A Stone's Throw (The Gryphonpike Chronicles Book 3)
to pay.”
    “Fine,” Myrie muttered. “The challenge is that anyone with a rapier can try to fit his sword into great granddad’s sheath there. If it fits, the sheath is yours.”
    “I wouldn’t mind giving it a go,” Drake said, testing the length of the scabbard against his own. “I’m pretty good at fitting my sword into things.” He smiled down at Myrie’s plump face and her cheeks turned red.
    I put my head in my hands and sighed. He hadn’t even started drinking yet.
    “There some magic here or something?” Drake asked, fishing a silver coin from his belt. He looked at me and made a tiny motion at the door with his head, but I gave him a flat look. I wasn’t going to go get Rahiel just so he could make sure he wasn’t being cheated out of a coin. Of course there was some magic, or any dolt with a rapier of about the right length and thickness could have taken the sheath already.
    Not that these women should have been betting the thing anyway. If it truly was dwarfwork, the sheath was priceless or at least exorbitantly expensive to the right buyer, even without the sword. It could have bought them a hundred beer-stained taverns.
    Myrie took the coin from his hand with another blush. “Go on then,” she said.
    Drake unsheathed his blade with an extra flourish. All eyes were on him now; even the women in the corner had stopped their dice game and turned to look. I picked up Thorn and then backed away until my back was against the smoke-blackened hearthstones. None of the seven or so locals or the two tavern owners looked worried, so I guessed that nothing would explode or anything, but still felt it prudent to keep some distance.
    Drake gripped the sheath in his right hand and, with a big dramatic sweep of his arms, sheathed his rapier. Or tried to. The tip stuck in empty air just in front of the scabbard’s mouthpiece as though lodged in an invisible surface. Drake grunted, his eyebrows knitting together, and shifted to put his weight behind his blade.
    It didn’t move. He huffed out a breath and dropped his arms in defeat. “What manner of magic is this?”
    “Only my great grandad’s sword would ever fit, or so granmama told us. When she built the tavern, she put it up with a bet. Helps pay the Duke’s taxes, so thank you.” Myrie smiled and tucked the silver bit into a pocket in her apron.

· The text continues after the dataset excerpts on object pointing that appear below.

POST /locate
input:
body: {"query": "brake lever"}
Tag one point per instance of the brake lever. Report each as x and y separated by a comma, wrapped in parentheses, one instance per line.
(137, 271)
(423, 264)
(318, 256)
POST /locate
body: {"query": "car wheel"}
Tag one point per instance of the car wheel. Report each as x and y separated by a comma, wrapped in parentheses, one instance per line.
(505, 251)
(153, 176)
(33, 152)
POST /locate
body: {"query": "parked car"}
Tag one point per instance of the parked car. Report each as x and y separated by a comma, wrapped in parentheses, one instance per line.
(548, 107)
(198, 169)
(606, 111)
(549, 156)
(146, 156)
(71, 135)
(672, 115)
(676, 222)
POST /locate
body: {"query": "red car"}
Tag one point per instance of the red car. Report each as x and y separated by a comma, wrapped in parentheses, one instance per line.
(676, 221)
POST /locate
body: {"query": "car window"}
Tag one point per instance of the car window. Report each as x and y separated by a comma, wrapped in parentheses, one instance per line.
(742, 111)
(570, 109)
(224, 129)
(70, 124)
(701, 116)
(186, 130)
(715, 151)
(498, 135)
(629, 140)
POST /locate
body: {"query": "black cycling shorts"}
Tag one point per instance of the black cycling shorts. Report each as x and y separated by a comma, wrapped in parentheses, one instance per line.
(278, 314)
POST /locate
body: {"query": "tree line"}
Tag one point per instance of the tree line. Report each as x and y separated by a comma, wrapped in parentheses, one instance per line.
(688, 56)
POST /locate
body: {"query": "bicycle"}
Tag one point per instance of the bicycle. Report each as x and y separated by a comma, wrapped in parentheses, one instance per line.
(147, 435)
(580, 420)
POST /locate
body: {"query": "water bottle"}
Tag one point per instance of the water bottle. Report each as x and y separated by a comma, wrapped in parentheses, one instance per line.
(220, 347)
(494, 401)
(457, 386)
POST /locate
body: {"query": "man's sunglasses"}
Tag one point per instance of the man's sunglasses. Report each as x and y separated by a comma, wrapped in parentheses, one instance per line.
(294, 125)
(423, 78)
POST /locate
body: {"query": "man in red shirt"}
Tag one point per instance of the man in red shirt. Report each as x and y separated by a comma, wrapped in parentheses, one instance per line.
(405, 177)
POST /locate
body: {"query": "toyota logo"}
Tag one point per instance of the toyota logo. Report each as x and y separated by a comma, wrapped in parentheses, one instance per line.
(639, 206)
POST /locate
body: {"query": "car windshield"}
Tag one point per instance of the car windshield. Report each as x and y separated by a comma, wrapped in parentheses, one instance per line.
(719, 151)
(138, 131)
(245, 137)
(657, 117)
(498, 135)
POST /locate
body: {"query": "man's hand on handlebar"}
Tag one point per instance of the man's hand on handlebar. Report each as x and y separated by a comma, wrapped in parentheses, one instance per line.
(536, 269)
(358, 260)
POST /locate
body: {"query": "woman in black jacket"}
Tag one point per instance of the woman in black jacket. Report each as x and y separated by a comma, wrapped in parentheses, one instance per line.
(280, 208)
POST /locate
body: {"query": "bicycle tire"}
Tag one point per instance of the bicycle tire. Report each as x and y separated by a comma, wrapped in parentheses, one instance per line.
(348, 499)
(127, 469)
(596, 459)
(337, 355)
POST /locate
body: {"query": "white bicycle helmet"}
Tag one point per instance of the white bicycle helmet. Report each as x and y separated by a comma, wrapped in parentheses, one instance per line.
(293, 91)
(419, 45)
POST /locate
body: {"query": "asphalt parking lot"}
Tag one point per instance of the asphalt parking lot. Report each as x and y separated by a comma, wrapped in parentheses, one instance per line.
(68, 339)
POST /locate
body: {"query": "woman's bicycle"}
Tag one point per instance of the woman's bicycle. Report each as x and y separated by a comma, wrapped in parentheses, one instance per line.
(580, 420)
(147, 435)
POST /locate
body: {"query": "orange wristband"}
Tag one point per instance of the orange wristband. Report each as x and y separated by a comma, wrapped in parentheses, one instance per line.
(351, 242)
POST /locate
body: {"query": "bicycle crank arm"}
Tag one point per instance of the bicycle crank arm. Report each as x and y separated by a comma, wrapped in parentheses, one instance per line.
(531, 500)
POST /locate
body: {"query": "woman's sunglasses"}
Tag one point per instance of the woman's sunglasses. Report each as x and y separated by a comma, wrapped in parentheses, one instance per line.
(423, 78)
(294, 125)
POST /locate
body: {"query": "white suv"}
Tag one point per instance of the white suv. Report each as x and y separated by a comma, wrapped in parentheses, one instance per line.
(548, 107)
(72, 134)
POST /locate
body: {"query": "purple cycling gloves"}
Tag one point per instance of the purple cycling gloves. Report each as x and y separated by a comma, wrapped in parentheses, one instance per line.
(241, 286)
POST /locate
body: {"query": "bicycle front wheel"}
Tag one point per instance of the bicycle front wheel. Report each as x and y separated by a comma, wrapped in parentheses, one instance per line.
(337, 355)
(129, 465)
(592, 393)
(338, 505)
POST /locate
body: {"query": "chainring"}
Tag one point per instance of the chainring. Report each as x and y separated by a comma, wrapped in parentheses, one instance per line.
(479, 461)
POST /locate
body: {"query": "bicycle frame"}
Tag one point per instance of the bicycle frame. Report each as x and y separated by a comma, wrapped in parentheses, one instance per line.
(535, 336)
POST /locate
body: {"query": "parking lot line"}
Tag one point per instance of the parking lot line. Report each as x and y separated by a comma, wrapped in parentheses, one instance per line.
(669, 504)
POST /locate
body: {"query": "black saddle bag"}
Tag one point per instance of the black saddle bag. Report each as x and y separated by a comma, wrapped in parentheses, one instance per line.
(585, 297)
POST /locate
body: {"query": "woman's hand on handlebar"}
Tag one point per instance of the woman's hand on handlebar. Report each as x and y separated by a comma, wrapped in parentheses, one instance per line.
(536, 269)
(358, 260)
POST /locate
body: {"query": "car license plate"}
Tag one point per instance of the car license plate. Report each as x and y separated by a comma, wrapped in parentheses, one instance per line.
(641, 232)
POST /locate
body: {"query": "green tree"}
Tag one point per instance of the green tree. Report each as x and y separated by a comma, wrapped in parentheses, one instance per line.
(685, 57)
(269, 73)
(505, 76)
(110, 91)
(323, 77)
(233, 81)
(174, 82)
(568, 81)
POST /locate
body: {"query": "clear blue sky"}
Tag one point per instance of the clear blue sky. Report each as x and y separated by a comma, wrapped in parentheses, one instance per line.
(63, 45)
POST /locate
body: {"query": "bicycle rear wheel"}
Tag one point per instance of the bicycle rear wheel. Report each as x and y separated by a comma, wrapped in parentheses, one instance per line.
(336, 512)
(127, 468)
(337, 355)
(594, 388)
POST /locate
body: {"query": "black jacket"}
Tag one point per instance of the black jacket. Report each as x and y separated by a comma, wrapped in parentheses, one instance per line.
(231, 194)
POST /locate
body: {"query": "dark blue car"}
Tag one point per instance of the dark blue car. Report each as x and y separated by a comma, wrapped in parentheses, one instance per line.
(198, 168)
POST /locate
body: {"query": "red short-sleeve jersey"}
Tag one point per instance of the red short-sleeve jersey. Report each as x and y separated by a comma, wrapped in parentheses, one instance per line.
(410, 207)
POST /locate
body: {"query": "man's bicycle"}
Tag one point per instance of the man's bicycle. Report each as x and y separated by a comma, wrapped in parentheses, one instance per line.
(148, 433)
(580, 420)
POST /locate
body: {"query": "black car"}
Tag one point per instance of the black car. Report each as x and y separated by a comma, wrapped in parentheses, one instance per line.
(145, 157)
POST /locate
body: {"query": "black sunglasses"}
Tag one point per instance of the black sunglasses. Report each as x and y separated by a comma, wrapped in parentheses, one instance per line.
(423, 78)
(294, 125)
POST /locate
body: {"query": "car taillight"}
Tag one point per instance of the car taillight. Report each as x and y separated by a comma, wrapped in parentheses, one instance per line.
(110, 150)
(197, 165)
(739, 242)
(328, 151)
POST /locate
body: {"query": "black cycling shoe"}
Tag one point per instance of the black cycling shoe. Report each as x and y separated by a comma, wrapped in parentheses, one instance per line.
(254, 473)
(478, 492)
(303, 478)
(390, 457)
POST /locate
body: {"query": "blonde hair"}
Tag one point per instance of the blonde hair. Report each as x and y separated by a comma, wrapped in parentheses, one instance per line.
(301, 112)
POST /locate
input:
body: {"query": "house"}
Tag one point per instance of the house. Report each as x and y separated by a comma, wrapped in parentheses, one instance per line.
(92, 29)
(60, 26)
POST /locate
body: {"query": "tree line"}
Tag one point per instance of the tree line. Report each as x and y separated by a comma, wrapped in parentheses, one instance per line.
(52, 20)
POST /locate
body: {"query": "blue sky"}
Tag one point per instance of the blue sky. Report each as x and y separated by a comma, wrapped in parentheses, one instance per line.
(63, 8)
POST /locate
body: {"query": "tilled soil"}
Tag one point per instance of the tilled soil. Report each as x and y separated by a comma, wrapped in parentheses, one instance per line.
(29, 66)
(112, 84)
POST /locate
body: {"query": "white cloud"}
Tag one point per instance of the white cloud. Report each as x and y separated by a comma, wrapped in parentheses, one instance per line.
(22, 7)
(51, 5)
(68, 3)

    “Where’s the sword?” Drake set the scabbard back on its stand with only a small hesitation, rubbing his thumb over the scrollwork.
    The women went back to their dice and Occo and his shepherd buddies resumed their low-voiced conversation speculating on the mating habits of elves. I returned to the bar also and set a few copper bits on its surface, hoping that one of the sisters would notice and bring me something to drink.
    “She likes wine,” Drake said as he glanced my way.
    “Our great granddad was a duelist, a great one, even after he retired from your Guild. He’d meet challengers from all over,” Myrie said, going back around the bar and uncorking a jug of wine for me. “He always dueled up on Widdershin hill, in these old ruins. One summer eve a man came to challenge him. All the way from Dro Bal he was, in the south.”
    “Aye. I’ve seen that vast city,” Drake interrupted, struggling to regain his mystique and worldliness. “I’m southern, myself.”
    “From how granmama tells it, his skin was darker than yours, black as night it was, and his cloak all crimson. My great granmama didn’t like his look, said he stank of magics, but Rucao, my great granddad, never turned down a challenge. So they met on the hill just before sunset. Rucao handed my granmama his scabbard, you see, it was her job to hold it til he won, even though she was only maybe six or seven years then.”
    “They fought,” Myrie’s sister picked up the thread, her voice falling into the cadence of a story repeated until it became as much habit as memory. “Back and forth, each matched well to the other.